But over time, in spite of the glaring disparities between their material well being and ours, durable friendships developed between members of Voices in the Wilderness delegations and the workers at hotels where we stayed. When, on rare occasions, we’d visit their homes, we’d leave wishing we could alleviate the harsh circumstances in which they lived. Especially during rainy, cold or extremely hot seasons, their homes were inadequate shelters. And they would never be able to save any money to get ahead working at the hotels.
Most of the men I knew no longer work at the hotels. Now that Baghdad is the most dangerous city in the world, random groups fire mortars, bombs, and other explosives at hotels. Some men were willing to risk staying on the job but were laid off by managers who, with few guests, couldn’t meet payrolls.
We’ve lost contact with most of our old friends. We often worry about them. But, occasionally, an email will arrive. Here is an excerpt from a letter sent June 4, 2005, from Ali, a gardener, a man who treated plants and people with great tenderness. He also admired Gandhi and, after the Occupation began, spoke at length with us about how much hope he placed in the possibility that nonviolent movements could emerge in Iraq.

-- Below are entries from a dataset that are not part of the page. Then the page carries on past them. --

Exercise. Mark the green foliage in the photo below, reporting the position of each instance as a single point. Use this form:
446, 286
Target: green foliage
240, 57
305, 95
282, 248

“What happened in US if any one from US army feels hungry? For sure you all now saying the US government will do all they can to do, even they will send in… many airplanes … bringing all the best types of good energy foods and best supplements to make them (the army) stronger to kill the life in poor people. BUT, what about if any one from Iraqi people feels hungry? Simply the answer is no one will care about us…
In every month when Iraqi families go to the shops to get the (oil for food rations) foods, we just get some of the things:
1. Tea. 2. Milk of adults. 3. Soap. 4. Oils. 5. Sugar (some months).
And other important types are not found:
1. Milk of babies. 2. Rice. 3. Flour. 4. beans.
So, why we are still suffering from hungry and may be some families rich or they have the ability of shopping but what about others sleeping without dinner and what about the crying of baby for milk and his mother dying to give it to him, crying … who give mercy to her and her baby? Where is Bush and his flag he carried to bring the democracy and freedom? Who is the hero in our government … and why all the world organizations still silent and where is the UN?”
Where is the UN?
It’s unthinkable, but an honest answer to Ali’s question about the UN would acknowledge that in two days time, the UN will very likely tighten the thumbscrews still further in afflicting pain on innocent Iraqis. June 28–30, 2005, the United Nations Compensation Commission (UNCC) will hold its final round of discussions before determining how much of an outstanding 65 billion in reparations Iraq should be required to pay for Saddam Hussein’s 1990-91 warmaking.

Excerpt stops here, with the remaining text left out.